Global end-diastolic volume as a variable of fluid responsiveness during acute changing loading conditions

Jochen Renner, Mathias Gruenewald, Philip Brand, Markus Steinfath, Jens Scholz, Georg Lutter, Berthold Bein
Journal of Cardiothoracic and Vascular Anesthesia 2007, 21 (5): 650-4

OBJECTIVE: Dynamic variables of preload such as stroke volume variation (SVV) have been shown to be good predictors of fluid responsiveness. They are, however, not applicable during spontaneous breathing and cardiac arrhythmias. Volumetric variables of preload, such as global end-diastolic volume (GEDV) and left ventricular end-diastolic area (LVEDA), might be alternative variables of preload to guide fluid administration. Therefore, the present study was designed to evaluate whether GEDV and LVEDA are suitable parameters of preload and fluid responsiveness during rapidly changing loading conditions.

DESIGN: Prospective animal study.

SETTING: Animal laboratory of a university hospital.
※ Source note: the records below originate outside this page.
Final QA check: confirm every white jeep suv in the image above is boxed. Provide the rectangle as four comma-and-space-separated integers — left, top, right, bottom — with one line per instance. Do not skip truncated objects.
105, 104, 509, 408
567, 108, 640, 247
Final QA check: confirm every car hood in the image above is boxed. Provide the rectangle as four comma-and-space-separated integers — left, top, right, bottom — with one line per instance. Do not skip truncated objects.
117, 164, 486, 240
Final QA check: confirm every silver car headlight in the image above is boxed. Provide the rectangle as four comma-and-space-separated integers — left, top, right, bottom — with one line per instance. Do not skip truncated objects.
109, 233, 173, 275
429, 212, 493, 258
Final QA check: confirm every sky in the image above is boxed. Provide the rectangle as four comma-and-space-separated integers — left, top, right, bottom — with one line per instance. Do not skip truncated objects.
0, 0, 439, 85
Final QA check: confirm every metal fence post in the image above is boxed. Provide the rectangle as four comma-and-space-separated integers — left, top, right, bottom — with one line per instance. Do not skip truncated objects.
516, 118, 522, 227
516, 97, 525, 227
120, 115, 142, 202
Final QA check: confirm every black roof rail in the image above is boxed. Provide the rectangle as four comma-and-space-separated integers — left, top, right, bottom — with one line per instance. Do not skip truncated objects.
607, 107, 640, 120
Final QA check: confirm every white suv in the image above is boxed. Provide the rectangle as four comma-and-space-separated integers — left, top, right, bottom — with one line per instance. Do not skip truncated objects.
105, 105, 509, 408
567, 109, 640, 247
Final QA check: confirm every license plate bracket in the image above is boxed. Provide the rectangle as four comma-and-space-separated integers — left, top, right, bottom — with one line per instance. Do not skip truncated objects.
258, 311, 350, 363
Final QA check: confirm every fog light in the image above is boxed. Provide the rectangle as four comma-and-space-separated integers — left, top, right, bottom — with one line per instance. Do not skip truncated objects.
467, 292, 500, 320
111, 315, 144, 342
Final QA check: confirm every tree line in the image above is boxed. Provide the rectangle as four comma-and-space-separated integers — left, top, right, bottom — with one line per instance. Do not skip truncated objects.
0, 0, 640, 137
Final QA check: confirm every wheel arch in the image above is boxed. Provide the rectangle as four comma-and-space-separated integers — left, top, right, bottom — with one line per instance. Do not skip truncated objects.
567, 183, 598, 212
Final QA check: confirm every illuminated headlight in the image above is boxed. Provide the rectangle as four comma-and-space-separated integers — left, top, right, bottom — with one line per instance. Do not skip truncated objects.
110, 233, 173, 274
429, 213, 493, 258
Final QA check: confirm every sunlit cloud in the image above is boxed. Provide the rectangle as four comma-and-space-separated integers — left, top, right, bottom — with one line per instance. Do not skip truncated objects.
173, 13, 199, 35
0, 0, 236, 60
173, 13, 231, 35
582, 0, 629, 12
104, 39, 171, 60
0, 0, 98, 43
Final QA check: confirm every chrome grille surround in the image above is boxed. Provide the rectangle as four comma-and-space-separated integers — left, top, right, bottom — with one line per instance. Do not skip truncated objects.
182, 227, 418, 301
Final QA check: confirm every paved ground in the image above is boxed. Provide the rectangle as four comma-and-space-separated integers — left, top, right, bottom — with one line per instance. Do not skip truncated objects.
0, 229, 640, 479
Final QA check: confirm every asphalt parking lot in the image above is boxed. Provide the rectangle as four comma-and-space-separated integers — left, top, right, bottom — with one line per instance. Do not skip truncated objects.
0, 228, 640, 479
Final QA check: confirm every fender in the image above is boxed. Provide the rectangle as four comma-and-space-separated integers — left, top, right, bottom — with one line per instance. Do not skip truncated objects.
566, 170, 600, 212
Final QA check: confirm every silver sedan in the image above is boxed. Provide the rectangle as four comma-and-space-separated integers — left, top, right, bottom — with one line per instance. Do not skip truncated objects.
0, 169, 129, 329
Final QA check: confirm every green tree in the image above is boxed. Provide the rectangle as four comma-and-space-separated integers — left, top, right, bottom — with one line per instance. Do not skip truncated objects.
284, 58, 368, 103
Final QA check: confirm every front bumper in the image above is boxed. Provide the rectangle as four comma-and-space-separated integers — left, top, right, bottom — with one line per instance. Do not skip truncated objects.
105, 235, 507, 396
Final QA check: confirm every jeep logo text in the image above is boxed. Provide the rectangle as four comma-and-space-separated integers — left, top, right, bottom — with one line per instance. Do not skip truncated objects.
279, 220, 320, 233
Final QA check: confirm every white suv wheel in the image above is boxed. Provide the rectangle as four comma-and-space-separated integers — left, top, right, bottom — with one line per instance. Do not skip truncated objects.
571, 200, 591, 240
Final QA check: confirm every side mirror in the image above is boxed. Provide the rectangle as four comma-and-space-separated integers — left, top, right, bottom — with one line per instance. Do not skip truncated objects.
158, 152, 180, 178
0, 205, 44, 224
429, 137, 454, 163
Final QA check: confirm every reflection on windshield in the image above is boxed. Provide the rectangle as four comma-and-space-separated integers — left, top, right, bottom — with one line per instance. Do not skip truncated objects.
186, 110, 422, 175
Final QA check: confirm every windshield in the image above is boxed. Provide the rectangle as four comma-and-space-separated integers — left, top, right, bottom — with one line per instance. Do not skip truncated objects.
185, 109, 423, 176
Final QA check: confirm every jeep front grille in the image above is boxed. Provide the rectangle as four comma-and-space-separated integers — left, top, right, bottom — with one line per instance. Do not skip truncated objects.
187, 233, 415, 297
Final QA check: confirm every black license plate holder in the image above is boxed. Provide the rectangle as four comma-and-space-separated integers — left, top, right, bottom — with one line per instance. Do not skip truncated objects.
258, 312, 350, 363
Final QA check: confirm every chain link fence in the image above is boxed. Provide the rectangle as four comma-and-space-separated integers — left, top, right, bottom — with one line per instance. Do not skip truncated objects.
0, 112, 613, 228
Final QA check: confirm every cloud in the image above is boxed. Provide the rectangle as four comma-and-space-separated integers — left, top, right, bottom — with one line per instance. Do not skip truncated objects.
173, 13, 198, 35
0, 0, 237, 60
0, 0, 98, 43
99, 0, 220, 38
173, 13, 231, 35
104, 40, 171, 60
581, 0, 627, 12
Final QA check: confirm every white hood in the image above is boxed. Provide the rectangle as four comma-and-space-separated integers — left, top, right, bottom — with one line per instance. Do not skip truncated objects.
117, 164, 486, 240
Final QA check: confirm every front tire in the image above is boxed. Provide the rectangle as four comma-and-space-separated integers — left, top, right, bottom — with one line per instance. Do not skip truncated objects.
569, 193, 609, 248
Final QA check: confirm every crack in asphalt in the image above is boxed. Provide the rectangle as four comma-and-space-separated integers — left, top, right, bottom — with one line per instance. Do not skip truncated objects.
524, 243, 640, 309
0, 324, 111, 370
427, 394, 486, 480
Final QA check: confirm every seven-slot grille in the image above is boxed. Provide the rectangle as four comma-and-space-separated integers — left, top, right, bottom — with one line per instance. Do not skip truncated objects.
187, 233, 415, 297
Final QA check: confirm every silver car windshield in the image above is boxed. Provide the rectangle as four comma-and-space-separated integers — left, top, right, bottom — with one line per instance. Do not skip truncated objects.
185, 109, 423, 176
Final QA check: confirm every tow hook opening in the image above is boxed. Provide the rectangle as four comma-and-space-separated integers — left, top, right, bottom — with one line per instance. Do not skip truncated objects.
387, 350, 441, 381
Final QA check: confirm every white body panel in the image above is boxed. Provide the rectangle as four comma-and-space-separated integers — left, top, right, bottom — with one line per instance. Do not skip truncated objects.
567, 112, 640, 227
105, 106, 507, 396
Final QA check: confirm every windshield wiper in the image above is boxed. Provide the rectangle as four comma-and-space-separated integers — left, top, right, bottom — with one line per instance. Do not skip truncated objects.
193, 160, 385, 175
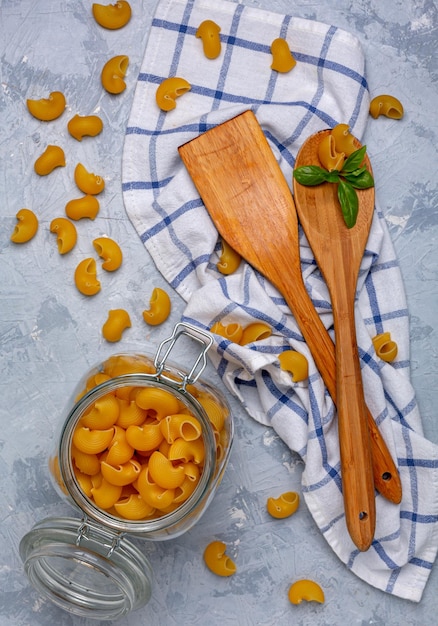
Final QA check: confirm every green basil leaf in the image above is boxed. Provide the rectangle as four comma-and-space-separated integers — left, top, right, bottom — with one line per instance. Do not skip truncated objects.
344, 169, 374, 189
293, 165, 328, 186
342, 146, 367, 173
338, 179, 359, 228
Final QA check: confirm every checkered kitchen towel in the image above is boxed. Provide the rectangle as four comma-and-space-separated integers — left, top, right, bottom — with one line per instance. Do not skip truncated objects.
123, 0, 438, 601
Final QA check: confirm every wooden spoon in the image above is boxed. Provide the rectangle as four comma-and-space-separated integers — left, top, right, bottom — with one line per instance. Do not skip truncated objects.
179, 111, 401, 540
294, 130, 375, 549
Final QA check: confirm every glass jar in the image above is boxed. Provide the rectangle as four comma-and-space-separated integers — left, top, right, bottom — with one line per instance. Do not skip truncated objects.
20, 323, 233, 620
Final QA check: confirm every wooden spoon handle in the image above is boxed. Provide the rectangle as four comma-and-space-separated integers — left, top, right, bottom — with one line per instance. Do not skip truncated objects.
282, 274, 402, 504
332, 289, 376, 550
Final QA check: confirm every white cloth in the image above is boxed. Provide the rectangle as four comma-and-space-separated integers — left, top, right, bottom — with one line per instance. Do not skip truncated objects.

PARTICIPANTS: Fourteen pigs.

INTERVENTIONS: The pigs were studied during changing loading conditions as follows: normovolemia, after removal of 500 mL of blood, and after retransfusion plus an additional 500 mL of 6% hydroxyethyl starch. Cardiac output (CO), stroke volume index (SVI), and GEDV were obtained by transpulmonary thermodilution. Additionally, CO, SVI, and SVV were monitored continuously by pulse-contour analysis.

MEASUREMENTS AND MAIN RESULTS: Measurements of hemodynamic variables at each experimental stage were obtained after a period of stabilization. GEDV and LVEDA but not SVV, central venous pressure, and pulmonary capillary wedge pressure accurately reflected rapid changes in preload. When analyzing the correlation of percentage change of preload variables with the percentage change of SVI after fluid resuscitation, only SVV and GEDV showed a significant correlation with fluid responsiveness.

CONCLUSIONS: In this animal model, GEDV and LVEDA were superior to SVV in accurately reflecting hemorrhage. However, GEDV and SVV but not LVEDA were suitable to predict fluid responsiveness.